Il faut dire que cette assemblée élue par les Parisiens tranche d’emblée avec les précédentes, et qu’elle constitue par elle-même un événement politique de premier plan. Par sa composition sociale, tout d’abord. Sur 76 membres ayant siégé au Conseil de la Commune (en comptant les élus du renouvellement partiel du 16 avril), on compte 33 ouvriers, soit une proportion énorme, stupéfiante, de travailleurs manuels, qui appartiennent aux différents corps de métiers de la classe ouvrière parisienne. La première innovation radicale de la Commune, c’était l’éviction des politiciens de la gauche républicaine, le 18 mars, au profit des classes populaires organisées sous l’égide du comité central de la garde nationale. La deuxième innovation, tout aussi radicale, c’est cette proportion inouïe de prolétaires qui figurent désormais dans les instances dirigeantes de la nouvelle assemblée communale.
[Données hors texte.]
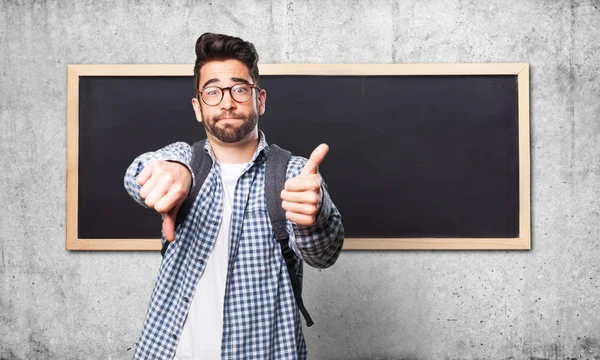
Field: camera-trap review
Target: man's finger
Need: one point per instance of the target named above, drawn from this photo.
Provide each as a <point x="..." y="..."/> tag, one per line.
<point x="303" y="183"/>
<point x="299" y="197"/>
<point x="300" y="219"/>
<point x="169" y="223"/>
<point x="168" y="201"/>
<point x="316" y="158"/>
<point x="146" y="173"/>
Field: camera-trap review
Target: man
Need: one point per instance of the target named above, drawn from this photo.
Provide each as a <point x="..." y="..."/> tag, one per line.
<point x="223" y="290"/>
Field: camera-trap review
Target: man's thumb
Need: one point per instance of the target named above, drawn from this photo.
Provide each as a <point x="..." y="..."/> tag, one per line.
<point x="316" y="158"/>
<point x="169" y="223"/>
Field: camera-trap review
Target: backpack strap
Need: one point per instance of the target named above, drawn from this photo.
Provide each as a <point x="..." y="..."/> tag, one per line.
<point x="201" y="165"/>
<point x="275" y="176"/>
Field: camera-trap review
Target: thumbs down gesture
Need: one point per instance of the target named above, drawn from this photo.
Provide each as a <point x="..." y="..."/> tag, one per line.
<point x="301" y="196"/>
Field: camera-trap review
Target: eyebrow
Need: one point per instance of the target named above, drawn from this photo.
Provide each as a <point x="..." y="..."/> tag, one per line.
<point x="234" y="79"/>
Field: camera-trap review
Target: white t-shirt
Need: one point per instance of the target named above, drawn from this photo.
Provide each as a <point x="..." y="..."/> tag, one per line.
<point x="202" y="330"/>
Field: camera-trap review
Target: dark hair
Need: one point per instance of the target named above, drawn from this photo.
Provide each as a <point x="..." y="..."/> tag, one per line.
<point x="211" y="47"/>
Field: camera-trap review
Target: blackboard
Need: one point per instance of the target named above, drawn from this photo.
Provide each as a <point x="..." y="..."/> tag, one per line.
<point x="436" y="158"/>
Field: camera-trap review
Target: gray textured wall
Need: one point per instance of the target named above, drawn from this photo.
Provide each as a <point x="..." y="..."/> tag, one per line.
<point x="541" y="303"/>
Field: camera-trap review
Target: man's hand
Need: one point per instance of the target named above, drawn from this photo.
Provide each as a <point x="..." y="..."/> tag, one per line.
<point x="302" y="194"/>
<point x="165" y="185"/>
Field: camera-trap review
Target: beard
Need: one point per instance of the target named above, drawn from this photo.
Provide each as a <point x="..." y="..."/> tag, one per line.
<point x="230" y="133"/>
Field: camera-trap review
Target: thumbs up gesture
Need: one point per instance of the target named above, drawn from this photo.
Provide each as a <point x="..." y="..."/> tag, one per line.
<point x="301" y="196"/>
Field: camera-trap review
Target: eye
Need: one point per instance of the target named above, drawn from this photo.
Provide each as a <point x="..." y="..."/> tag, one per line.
<point x="241" y="89"/>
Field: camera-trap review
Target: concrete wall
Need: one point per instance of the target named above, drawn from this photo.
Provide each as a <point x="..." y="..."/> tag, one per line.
<point x="536" y="304"/>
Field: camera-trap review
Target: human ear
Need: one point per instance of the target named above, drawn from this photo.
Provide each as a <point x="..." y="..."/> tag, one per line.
<point x="262" y="101"/>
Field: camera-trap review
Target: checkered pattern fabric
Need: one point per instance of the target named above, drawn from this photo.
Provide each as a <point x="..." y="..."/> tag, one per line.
<point x="260" y="316"/>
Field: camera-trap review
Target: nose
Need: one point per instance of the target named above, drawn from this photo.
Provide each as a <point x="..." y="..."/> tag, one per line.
<point x="227" y="103"/>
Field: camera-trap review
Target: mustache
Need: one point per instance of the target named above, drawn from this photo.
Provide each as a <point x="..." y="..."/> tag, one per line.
<point x="229" y="115"/>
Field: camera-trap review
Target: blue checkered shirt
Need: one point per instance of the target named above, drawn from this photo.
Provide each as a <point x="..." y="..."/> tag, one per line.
<point x="260" y="316"/>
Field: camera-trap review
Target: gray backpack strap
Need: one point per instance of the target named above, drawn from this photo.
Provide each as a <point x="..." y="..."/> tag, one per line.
<point x="275" y="176"/>
<point x="201" y="165"/>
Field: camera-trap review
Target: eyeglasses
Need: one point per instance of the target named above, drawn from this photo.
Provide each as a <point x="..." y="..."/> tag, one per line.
<point x="213" y="95"/>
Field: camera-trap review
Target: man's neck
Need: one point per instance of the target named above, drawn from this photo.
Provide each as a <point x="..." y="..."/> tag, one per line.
<point x="240" y="152"/>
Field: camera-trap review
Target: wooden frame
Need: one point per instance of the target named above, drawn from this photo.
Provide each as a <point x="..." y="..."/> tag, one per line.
<point x="523" y="242"/>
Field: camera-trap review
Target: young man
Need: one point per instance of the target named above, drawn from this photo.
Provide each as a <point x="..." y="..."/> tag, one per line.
<point x="223" y="290"/>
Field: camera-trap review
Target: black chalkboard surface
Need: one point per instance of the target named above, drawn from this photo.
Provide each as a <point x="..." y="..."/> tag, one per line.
<point x="416" y="161"/>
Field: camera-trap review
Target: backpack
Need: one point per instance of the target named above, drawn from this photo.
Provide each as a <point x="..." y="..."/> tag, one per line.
<point x="275" y="176"/>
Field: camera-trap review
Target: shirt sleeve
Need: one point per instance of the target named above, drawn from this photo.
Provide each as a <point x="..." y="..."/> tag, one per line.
<point x="318" y="245"/>
<point x="180" y="152"/>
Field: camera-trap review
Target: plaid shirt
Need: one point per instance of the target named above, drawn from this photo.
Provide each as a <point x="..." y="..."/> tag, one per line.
<point x="260" y="316"/>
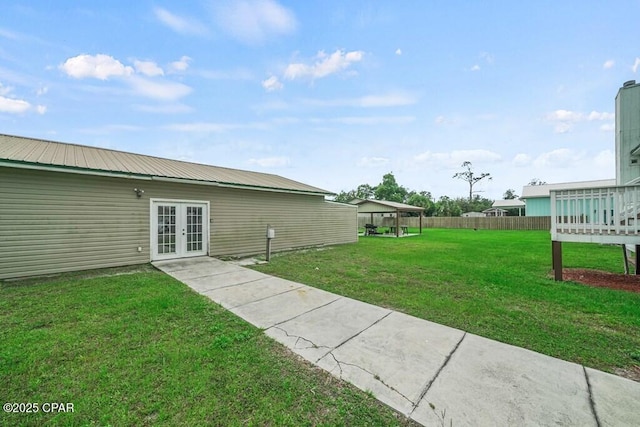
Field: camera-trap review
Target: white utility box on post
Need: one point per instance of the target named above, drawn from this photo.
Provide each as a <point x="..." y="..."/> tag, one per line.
<point x="271" y="234"/>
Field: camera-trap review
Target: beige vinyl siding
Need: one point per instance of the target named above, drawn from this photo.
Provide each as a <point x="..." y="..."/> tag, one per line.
<point x="240" y="220"/>
<point x="54" y="221"/>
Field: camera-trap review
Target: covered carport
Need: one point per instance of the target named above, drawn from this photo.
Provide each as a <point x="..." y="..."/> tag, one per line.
<point x="384" y="206"/>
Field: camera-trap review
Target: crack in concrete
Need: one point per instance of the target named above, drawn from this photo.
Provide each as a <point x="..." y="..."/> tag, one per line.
<point x="592" y="403"/>
<point x="298" y="339"/>
<point x="375" y="376"/>
<point x="430" y="383"/>
<point x="306" y="312"/>
<point x="259" y="299"/>
<point x="355" y="335"/>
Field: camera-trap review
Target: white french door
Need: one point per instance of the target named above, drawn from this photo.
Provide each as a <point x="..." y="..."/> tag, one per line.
<point x="179" y="229"/>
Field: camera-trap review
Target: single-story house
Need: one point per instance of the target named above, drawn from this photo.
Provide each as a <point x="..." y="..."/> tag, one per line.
<point x="537" y="198"/>
<point x="507" y="204"/>
<point x="68" y="207"/>
<point x="494" y="212"/>
<point x="472" y="215"/>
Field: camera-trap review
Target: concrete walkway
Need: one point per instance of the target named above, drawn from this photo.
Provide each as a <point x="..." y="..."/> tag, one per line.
<point x="412" y="364"/>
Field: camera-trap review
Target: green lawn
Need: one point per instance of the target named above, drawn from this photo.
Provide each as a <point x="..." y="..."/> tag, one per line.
<point x="143" y="349"/>
<point x="496" y="284"/>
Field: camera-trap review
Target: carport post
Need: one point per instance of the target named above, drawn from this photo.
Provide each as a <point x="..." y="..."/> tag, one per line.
<point x="397" y="222"/>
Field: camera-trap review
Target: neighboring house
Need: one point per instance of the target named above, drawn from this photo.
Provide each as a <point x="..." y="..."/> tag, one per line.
<point x="604" y="213"/>
<point x="70" y="207"/>
<point x="494" y="212"/>
<point x="472" y="215"/>
<point x="537" y="198"/>
<point x="507" y="204"/>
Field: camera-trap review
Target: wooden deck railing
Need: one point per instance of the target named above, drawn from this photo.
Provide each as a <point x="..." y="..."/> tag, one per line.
<point x="600" y="215"/>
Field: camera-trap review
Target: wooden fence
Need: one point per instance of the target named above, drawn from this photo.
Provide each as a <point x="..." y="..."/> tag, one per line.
<point x="482" y="223"/>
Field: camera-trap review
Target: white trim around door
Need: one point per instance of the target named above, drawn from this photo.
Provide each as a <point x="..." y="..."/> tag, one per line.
<point x="179" y="228"/>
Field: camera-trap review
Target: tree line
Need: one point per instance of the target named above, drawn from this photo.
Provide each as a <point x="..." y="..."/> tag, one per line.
<point x="390" y="190"/>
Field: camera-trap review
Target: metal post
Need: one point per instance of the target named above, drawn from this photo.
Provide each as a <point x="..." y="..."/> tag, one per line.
<point x="270" y="235"/>
<point x="556" y="255"/>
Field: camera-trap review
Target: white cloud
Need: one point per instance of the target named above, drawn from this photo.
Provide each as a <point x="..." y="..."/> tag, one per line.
<point x="164" y="108"/>
<point x="559" y="158"/>
<point x="97" y="66"/>
<point x="4" y="90"/>
<point x="594" y="115"/>
<point x="324" y="65"/>
<point x="179" y="24"/>
<point x="270" y="162"/>
<point x="373" y="162"/>
<point x="487" y="57"/>
<point x="605" y="159"/>
<point x="255" y="21"/>
<point x="272" y="84"/>
<point x="181" y="65"/>
<point x="148" y="68"/>
<point x="204" y="127"/>
<point x="163" y="90"/>
<point x="13" y="105"/>
<point x="521" y="159"/>
<point x="8" y="105"/>
<point x="456" y="157"/>
<point x="565" y="119"/>
<point x="564" y="115"/>
<point x="369" y="101"/>
<point x="372" y="120"/>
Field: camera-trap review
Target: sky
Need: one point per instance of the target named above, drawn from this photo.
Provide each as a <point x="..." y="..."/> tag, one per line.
<point x="330" y="93"/>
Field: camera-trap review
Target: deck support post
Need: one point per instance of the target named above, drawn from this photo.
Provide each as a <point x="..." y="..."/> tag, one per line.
<point x="625" y="259"/>
<point x="556" y="257"/>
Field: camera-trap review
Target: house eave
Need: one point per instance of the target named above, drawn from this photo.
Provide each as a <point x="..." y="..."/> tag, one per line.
<point x="112" y="174"/>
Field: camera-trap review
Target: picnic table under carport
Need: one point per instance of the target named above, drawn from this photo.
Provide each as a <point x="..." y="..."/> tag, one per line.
<point x="385" y="206"/>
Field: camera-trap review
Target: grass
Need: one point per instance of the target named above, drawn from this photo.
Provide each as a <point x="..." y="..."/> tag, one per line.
<point x="140" y="348"/>
<point x="496" y="284"/>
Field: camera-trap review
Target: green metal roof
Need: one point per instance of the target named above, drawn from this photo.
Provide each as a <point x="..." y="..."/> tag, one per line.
<point x="37" y="153"/>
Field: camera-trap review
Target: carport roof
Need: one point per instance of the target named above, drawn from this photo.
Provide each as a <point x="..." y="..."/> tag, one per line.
<point x="32" y="153"/>
<point x="381" y="206"/>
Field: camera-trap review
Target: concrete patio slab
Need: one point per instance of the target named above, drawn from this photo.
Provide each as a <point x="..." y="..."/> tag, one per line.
<point x="237" y="295"/>
<point x="616" y="400"/>
<point x="314" y="334"/>
<point x="490" y="383"/>
<point x="173" y="265"/>
<point x="396" y="359"/>
<point x="282" y="307"/>
<point x="228" y="278"/>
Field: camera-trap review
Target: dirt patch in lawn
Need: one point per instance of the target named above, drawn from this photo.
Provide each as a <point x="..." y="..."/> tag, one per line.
<point x="603" y="279"/>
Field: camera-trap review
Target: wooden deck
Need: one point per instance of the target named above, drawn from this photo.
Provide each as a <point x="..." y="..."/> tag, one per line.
<point x="607" y="215"/>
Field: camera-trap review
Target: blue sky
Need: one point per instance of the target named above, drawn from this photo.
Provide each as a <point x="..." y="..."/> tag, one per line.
<point x="330" y="93"/>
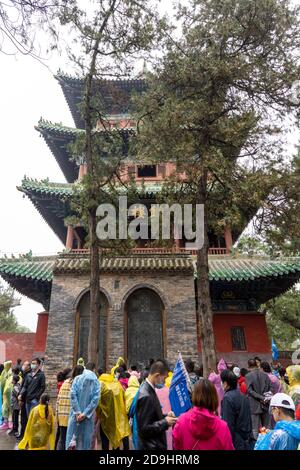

Un investissement des institutions par le prolétariat organisé qui est le signe infaillible d’une subversion de l’ordre bourgeois, alors même qu’il se coule dans le moule électoral et en respecte le formalisme : tel est le paradoxe politique soulevé par l’événement insurrectionnel de 1871. En portant ses suffrages sur des hommes qui lui ressemblent, le Paris ouvrier a réussi le tour de force qui consiste à transformer une élection municipale en acte révolutionnaire. Situation d’autant plus extraordinaire que le comité central, au lendemain du 18 mars, a préservé les apparences du légalisme : n’a-t-il pas indirectement négocié avec Versailles, pendant dix jours, par l’intermédiaire des maires d’arrondissement ? Et pourtant, en organisant le scrutin du 26 mars, il invite le peuple de Paris à accomplir une véritable révolution par les urnes.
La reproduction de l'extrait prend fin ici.